The results of this study suggest that acceptance of index case HIV testing among PLWHA on ART is high. This study showed that HIV status disclosure of index cases, knowledge of ICHT, having perceived benefit of ICHT, and patients’ duration on ART were significantly associated with the acceptance of index case HIV testing. It is important to increase counseling on the importance of ICHT which enhances PLWHIV to have a positive belief on the advantages of ICHT, strengthening disclosure during counseling, and assisting HIV status disclosure in health facilities with a fully trained provider and qualified health providers. Therefore, strengthening counseling on the importance of ICHT, enhancing PLWHIV to have a positive belief in the advantage of ICHT, and helping them to refer the indexes through the referral method they choose. Furthermore, qualitative research is needed to explore factors associated with ICHT acceptance.

Abbreviations

AOR, adjusted odds ratio; ART, antiretroviral therapy; COR, crude odds ratio; PLWHA, people living with HIV/AIDS; ICHT, Index Case HIV Testing.

Data Sharing Statement

Data will be available upon request from the corresponding authors.

Ethical Considerations

Ethical clearance was obtained from Wollega University and letters for co-operation were written to all Nekemte town public health facilities. Written informed consent was taken from all individuals who participated in the study. All information obtained during the study was kept confidential. Furthermore, this study was conducted according to the principles of the Declaration of Helsinki.

Acknowledgments

We extend our warm thanks to all supervisors, data collectors, and study participants for their cooperation and support during the study period.
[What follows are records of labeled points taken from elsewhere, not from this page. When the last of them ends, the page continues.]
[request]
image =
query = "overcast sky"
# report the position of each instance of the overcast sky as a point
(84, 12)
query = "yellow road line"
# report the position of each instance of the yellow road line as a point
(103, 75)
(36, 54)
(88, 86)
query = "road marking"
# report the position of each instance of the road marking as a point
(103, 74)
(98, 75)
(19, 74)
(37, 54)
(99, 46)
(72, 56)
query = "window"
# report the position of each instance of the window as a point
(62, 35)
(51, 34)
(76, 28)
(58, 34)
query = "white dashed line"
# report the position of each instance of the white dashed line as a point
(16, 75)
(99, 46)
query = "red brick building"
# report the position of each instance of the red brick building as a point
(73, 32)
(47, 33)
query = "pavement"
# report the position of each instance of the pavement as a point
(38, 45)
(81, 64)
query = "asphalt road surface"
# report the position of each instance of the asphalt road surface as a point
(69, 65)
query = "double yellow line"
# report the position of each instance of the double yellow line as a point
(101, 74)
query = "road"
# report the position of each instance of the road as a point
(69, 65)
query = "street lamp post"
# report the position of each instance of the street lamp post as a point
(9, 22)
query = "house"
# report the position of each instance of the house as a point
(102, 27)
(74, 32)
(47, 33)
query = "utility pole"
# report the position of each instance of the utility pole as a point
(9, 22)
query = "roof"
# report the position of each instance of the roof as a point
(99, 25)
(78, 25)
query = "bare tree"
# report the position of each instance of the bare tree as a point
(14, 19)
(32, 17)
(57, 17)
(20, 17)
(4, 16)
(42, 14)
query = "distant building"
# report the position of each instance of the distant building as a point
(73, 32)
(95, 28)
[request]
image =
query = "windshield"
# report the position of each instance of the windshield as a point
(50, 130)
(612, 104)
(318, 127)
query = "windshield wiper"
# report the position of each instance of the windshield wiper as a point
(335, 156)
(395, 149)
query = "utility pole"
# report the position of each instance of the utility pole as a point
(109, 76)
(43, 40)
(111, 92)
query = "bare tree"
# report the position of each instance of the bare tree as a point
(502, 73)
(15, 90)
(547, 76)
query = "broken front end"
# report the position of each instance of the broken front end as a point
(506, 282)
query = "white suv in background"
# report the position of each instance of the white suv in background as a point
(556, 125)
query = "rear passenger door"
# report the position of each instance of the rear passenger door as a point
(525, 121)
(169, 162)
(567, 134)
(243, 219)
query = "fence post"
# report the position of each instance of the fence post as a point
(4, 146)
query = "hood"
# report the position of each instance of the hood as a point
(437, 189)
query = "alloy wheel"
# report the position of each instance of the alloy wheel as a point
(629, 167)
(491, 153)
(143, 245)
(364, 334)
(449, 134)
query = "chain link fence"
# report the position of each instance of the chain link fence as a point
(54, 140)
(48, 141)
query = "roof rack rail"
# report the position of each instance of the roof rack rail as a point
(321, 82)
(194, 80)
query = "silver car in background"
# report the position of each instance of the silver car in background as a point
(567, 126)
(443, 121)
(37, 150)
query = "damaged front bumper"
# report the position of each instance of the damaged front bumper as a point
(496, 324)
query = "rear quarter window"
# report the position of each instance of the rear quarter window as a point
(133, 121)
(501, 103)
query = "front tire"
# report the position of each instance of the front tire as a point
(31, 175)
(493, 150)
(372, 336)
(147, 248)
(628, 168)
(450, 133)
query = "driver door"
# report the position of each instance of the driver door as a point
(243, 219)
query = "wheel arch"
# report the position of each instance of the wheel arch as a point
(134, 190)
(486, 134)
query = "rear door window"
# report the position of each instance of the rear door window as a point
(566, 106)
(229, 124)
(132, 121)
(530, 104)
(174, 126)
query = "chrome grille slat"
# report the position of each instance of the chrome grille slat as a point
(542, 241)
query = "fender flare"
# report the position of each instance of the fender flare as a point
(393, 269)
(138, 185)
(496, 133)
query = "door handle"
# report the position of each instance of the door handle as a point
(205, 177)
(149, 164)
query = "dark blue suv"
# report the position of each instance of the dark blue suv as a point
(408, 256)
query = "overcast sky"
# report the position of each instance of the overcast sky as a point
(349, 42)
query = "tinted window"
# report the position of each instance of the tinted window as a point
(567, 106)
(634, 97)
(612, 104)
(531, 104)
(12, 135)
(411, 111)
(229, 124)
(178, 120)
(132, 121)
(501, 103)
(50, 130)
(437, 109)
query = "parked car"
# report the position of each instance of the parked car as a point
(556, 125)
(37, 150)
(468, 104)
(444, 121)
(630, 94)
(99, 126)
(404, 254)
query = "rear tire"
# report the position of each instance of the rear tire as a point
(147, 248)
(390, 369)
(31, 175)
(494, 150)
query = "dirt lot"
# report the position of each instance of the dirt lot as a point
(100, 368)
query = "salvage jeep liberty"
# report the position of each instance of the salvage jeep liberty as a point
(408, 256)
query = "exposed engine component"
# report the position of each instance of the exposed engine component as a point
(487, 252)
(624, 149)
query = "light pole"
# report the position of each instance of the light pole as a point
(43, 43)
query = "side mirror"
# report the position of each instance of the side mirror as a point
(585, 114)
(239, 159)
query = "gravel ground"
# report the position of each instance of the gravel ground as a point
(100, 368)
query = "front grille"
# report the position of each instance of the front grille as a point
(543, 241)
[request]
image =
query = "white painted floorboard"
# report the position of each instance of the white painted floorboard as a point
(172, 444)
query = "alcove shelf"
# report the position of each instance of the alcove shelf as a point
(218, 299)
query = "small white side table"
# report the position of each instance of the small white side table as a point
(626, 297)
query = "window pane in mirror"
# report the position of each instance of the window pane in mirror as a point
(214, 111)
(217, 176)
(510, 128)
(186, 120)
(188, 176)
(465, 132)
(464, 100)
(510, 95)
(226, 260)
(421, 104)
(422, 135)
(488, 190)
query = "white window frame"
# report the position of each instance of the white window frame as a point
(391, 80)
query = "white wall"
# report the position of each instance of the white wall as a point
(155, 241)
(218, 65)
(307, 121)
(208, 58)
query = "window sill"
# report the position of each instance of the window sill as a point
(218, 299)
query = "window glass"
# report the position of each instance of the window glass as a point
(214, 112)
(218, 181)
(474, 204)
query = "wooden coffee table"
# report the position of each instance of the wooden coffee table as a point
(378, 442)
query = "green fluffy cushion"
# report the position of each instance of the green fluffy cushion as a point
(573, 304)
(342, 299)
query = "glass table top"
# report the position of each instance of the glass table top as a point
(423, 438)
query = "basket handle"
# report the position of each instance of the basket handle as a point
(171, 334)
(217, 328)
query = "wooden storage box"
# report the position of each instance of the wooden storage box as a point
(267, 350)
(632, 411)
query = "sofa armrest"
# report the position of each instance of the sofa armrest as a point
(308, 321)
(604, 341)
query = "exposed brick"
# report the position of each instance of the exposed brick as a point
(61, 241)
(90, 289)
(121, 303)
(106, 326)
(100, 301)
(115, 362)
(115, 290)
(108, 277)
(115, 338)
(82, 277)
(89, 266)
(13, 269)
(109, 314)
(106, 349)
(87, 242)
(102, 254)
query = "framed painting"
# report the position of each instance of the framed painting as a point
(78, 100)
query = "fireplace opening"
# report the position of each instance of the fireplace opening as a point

The authors are also grateful to all health facility heads for their cooperation and to Wollega University for material support.

Author Contributions

All authors made a significant contribution to the work reported, whether that is in the conception, study design, execution, acquisition of data, analysis and interpretation, or in all these areas; took part in drafting, revising, or critically reviewing the article; gave final approval of the version to be published; have agreed on the journal to which the article has been submitted; and agree to be accountable for all aspects of the work.

Funding

There is no funding to report.

Disclosure

The authors declare that they have no conflicts of interest for this work.